El gran problema del nacionalismo
español consiste en su discontinuidad histórica. Empezó siendo de inspiración
francesa, reivindicando la nación política frente absolutistas, legitimistas,
carlistas, clérigos y caciques locales, hasta que entre todos éstos le robaron
el nombre y se lo quedaron para sí. Y como no sabían qué hacer, miraron hacia
Alemania, cuyo Volkgeist impostaron en
forma de unidad de destino en lo universal, en una apaño acorde a su naturaleza
intrínsecamente cutre y chapucera. O sea, distintos perros, con distintos collares, diciendo lo mismo, con sentidos ocasionalmente similares, pero con distinta referencia.

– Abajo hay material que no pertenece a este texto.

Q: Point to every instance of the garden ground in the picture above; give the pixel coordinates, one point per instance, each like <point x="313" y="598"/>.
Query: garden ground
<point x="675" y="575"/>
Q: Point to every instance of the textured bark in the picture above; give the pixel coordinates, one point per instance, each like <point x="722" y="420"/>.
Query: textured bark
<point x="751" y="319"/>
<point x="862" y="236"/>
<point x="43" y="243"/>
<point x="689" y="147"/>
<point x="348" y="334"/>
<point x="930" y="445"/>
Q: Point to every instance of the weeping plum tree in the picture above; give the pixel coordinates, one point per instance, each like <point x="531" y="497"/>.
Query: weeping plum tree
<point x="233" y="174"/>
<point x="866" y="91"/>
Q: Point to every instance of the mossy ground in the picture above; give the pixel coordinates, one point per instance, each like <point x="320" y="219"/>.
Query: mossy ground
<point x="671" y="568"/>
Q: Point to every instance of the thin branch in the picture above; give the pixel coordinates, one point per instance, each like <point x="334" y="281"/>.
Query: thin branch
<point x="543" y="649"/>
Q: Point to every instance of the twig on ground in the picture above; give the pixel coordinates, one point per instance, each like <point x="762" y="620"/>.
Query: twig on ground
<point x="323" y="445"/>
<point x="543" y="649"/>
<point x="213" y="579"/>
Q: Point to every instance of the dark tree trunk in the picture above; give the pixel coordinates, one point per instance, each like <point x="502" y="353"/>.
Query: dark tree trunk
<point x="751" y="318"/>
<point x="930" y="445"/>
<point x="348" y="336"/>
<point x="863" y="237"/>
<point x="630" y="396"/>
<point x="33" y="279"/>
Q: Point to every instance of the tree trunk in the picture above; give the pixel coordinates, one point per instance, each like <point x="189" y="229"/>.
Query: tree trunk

No pudiendo ya reivindicar
grandezas internacionales, ni dar con enemigos exteriores de su escasa talla,
pero precisando aún su razón de ser de un enemigo que justifique tanto celo
vigilante y tanta bellaquería, lo buscaron en el interior. Y a falta de judíos
o moriscos -expulsados cuatro y tres siglos antes, respectivamente- se tiró de
ciertas miasmas carlistas, transubstanciadas en catalanes y vascos, así como de
republicanos y masonerías varias, a su vez desposeídas víctimas del latrocinio
a que más arriba aludíamos. Y eso, así tal cual, es España.